McLaughlin said he figures his love of military life has rubbed off on his bride over the four years they've already shared together. 

"I have a deep pride for the service, and I'm so glad it's become part of my new life with Tannas," he said, adding the couple hope to start a family soon. 

They first moved in together in September 2003, the same time the infamous B.C. wildfires sparked. McLaughlin's unit was deployed immediately to help the firefighters. 

"She moved us into our apartment without me... The military has played a very prominent role in our lives since we met, and she's been wonderful about embracing it."


----------



## FormerHorseGuard (25 Jun 2006)

Congrats and hope the future is ood to both of them.
wedding tanks and carriers what a  day to remember


----------



## Hot Lips (25 Jun 2006)

Congratulations and God Bless

It sounded like it was a wonderful day indeed

HL


----------



## Canadian.Trucker (27 Jun 2006)

That is an awesome story, I wish them all the happiness they deserve.  Tanks and APC's for a wedding, outstanding.


----------



## Elisha (27 Jun 2006)

I had the pleasure of meeting this couple one afternoon as I was shopping at ikea.  We started talking as they were finishing up final touches on their wedding.

They were very excited about having the chance to use the military equipment for their wedding.  

They were such a wonderful couple.  Congrats to them on a very special day.  Definatly one that goes down in the history books.  

Elisha


----------



## boots (29 Jun 2006)

This story really made me smile. 
Thank you for posting it.


----------



## CDN Zipperhead (29 Jun 2006)

Brings back memory's for me. My first date with my wife, I taught her to drive the Leopard. Driving around and around and around the North Marg in Germany. It must work, we've been married now for 21 years last week.


----------



## Rhibwolf (6 Jul 2006)

I took mine to the field with 1RCHA. She fired guns, drove guns and carriers, helped with CP duties, and had a good time. Still together, so perhaps its the cordite// Good luck to the new couple


----------



## Dissident (6 Jul 2006)

boots said:
			
		

> This story really made me smile.
> Thank you for posting it.



Ditto

Have a good one.


----------



## Centurian1985 (6 Jul 2006)

Well done!

Kudos to the higher levels for supporting their wishes!


----------



## Proud Strat (22 Aug 2006)

My thanks goes out to one and all for all the kind words and encouragement.

We (Tannas and myself) met Elisha and she is a very kind and lovely lady. I wish you the best as well.

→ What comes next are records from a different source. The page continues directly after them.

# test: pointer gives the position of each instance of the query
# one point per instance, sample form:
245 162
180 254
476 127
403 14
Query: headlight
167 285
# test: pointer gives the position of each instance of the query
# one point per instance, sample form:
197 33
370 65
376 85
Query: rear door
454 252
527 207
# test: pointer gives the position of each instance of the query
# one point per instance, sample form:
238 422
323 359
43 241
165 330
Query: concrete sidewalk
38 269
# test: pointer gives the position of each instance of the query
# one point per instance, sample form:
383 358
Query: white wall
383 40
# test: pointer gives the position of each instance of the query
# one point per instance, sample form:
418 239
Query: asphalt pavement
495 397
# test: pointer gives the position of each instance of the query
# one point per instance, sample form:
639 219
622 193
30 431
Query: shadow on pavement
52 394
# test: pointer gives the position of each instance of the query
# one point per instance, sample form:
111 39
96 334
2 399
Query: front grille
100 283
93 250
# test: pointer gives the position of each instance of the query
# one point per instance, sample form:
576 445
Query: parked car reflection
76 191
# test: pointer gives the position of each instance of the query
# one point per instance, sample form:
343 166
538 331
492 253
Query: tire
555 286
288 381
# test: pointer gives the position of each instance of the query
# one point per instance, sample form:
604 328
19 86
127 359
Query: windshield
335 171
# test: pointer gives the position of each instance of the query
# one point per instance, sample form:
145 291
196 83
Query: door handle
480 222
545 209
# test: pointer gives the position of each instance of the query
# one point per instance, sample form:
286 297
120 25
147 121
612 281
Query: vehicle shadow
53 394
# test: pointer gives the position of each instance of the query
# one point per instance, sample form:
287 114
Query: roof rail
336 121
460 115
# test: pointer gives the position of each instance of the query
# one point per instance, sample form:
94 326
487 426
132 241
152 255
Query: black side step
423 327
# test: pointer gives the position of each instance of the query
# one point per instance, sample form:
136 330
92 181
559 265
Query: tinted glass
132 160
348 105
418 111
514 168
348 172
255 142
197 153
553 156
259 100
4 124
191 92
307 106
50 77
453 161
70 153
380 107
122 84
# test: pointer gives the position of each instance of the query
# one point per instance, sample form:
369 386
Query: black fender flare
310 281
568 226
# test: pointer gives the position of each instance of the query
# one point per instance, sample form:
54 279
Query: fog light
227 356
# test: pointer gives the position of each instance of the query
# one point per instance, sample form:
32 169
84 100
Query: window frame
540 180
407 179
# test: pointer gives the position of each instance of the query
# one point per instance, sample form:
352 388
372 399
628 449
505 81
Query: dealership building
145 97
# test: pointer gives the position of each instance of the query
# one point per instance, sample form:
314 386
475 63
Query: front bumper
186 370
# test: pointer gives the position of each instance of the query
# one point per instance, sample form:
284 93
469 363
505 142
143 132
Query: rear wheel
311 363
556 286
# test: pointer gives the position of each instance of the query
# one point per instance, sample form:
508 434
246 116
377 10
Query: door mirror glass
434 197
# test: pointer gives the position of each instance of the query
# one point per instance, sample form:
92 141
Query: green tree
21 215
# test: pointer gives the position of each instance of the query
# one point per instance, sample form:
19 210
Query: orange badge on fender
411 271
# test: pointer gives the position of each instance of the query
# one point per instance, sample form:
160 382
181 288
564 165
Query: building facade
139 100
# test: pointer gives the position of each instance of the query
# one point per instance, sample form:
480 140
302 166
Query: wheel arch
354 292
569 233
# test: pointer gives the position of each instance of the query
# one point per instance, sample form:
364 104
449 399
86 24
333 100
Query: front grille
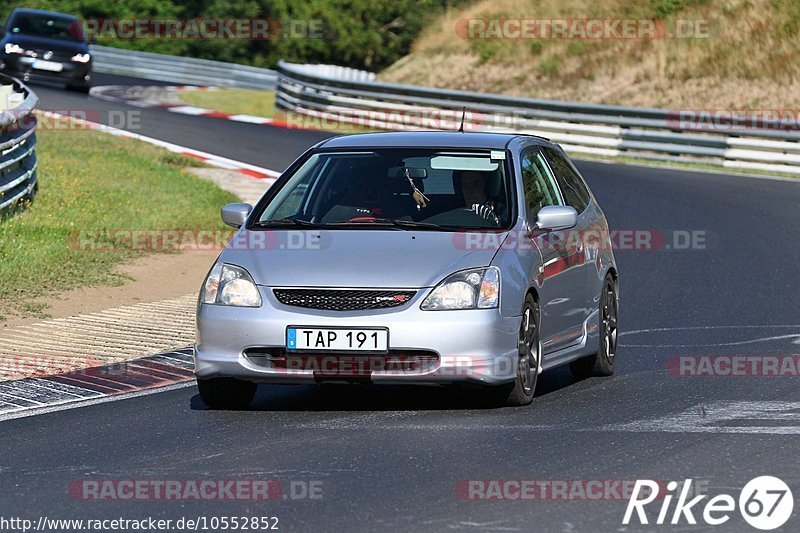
343 299
396 362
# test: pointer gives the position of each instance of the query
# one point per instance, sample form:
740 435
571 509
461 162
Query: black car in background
43 45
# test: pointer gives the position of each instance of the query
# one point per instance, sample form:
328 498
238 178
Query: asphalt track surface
391 459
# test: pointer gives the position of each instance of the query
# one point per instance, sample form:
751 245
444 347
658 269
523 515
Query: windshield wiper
285 223
383 222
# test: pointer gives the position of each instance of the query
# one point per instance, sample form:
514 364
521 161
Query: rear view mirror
236 214
556 217
413 172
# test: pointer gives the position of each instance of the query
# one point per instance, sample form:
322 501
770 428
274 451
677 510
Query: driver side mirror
236 214
556 217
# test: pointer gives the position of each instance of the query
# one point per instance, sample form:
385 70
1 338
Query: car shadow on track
347 397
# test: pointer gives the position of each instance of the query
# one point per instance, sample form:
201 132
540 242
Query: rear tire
521 390
226 393
602 362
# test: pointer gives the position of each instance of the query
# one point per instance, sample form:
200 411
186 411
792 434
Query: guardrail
17 144
581 129
182 70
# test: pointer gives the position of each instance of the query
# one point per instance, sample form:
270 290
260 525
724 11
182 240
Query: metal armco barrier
312 93
182 70
17 144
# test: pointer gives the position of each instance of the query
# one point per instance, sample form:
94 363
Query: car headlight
230 285
477 288
12 48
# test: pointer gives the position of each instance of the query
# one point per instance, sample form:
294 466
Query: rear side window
539 183
575 192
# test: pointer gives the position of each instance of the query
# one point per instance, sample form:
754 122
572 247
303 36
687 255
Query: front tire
521 390
226 393
602 362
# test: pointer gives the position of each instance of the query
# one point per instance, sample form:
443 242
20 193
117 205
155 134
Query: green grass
91 181
234 101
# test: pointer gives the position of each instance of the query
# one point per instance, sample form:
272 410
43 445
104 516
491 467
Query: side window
575 192
538 182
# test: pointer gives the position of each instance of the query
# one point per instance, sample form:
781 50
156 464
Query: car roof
28 11
430 139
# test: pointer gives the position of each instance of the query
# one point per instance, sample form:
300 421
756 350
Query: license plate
47 65
321 339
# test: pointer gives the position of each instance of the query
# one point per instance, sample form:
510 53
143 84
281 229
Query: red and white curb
166 98
136 377
214 160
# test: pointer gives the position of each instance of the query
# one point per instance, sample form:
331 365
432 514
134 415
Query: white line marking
740 417
74 404
250 118
189 110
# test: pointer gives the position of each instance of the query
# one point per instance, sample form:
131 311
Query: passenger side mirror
556 217
236 214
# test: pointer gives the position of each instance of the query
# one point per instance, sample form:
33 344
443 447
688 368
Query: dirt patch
153 278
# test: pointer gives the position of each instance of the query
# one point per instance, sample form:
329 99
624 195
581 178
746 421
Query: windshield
430 189
52 27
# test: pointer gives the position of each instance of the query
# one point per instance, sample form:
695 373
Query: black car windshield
401 188
50 26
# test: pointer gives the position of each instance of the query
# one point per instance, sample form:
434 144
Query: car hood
354 258
59 46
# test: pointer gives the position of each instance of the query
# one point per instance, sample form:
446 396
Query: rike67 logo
765 503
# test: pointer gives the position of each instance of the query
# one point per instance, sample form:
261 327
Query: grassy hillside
368 34
748 61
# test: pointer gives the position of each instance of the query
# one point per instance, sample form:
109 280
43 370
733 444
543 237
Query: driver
473 191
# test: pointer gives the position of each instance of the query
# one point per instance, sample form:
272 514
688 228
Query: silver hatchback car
412 258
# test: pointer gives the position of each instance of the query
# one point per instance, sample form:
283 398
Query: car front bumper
72 73
426 347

This was the proudest day of my military career, looking at the 2 Leopard tanks in front of the church where in 1 hour's time myself with my newly married wife would come walking out. 

It is very rare when one can share the things that make a person tick with someone so close to yourself. I had the fortune of sharing not only this with my new wife, but with all our friends and family as well. 

Upon seeing this post when a friend of hers googled a search for our wedding, I now have the honour of sharing this day with you all as well. God bless you all and thanks again.

A very special thanks goes out to the Lord Strathcona's Horse (Royal Canadians) for everything the Regiment did to make it a day that will be remembered for all days to come.

A very Proud Strat.
Perseverance


----------



## Elisha (22 Aug 2006)

What a great memory to have.  Congrats to the both of you!


Elisha


----------